DimensionUbuntu EthicsSan CodeResearch Integrity
HonestyMoral truthfulness and relational accountabilityTotal transparencyAccurate reporting
RespectRecognition of human dignity and communal worthClear communicationInformed consent
JusticeReciprocity and collective benefitFair benefitsEquitable participation
AccountabilityCommunal responsibility and moral obligationCommunity sanctionsInstitutional oversight
SustainabilityCollective continuity and social harmonyOngoing trustEthical scholarship

This framework demonstrates that African, Indigenous, and global ethical traditions share deep commitments to truth, dignity, and responsibility.

Knowledge extraction and historical injustice

The San Code highlights long-standing injustices, including the theft of traditional knowledge and corporate exploitation of Indigenous plant varieties without benefit-sharing agreements. These practices reflect broader histories of biopiracy, cultural appropriation, and intellectual dispossession.

Falsification often operates within these structures by masking exploitation under the appearance of ethical research.

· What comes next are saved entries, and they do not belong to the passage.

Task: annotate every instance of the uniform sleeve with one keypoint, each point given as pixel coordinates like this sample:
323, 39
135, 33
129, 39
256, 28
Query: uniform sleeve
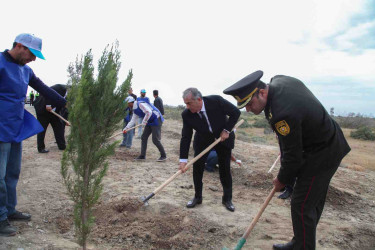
186, 135
289, 132
147, 110
230, 110
46, 91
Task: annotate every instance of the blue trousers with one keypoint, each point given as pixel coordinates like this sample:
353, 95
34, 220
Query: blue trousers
128, 137
10, 168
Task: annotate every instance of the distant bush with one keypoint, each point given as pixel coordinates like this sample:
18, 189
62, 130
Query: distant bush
363, 133
355, 121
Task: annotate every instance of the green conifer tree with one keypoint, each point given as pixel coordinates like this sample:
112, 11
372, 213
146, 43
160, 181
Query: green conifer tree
96, 107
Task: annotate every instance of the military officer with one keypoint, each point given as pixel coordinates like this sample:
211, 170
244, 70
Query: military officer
311, 142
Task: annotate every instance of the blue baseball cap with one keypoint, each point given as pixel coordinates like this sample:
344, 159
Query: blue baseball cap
33, 43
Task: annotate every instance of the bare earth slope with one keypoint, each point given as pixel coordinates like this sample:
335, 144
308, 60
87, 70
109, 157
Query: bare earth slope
348, 221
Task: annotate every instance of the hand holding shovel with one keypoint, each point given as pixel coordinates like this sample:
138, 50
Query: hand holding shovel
59, 116
184, 167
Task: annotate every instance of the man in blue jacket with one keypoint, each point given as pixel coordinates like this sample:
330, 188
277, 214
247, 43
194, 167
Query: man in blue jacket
152, 121
16, 124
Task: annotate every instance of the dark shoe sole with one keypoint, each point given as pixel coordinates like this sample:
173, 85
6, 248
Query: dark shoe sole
192, 206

False claims about consent, collaboration, or benefit sharing enable continued access to communities while concealing unequal power relations.

Towards justice-oriented research practice

Ethical and decolonised research requires more than compliance with institutional regulations. It demands relational accountability, reflexivity, and sustained commitment to community wellbeing. Researchers must report limitations honestly, share findings transparently, recognise local expertise, and negotiate knowledge ownership.

Justice-oriented research prioritises capacity building, fair recognition, economic transparency, and community control over data. It treats participants not as objects of study but as co-producers of knowledge.

Conclusion

Ubuntu and the San Code of Research Ethics remind us that research is a moral practice embedded in historical, cultural, and political contexts. Falsification undermines truth, damages trust, and perpetuates colonial patterns of extraction and inequality.

In African and Indigenous research contexts, rigour without reciprocity is unethical, and credibility without honesty is hollow. Responsible scholarship requires accountability not only to journals and universities but also to the communities whose knowledge makes research possible.

Only through truthfulness, justice, and reciprocity can research contribute to epistemic justice, social repair, and collective flourishing.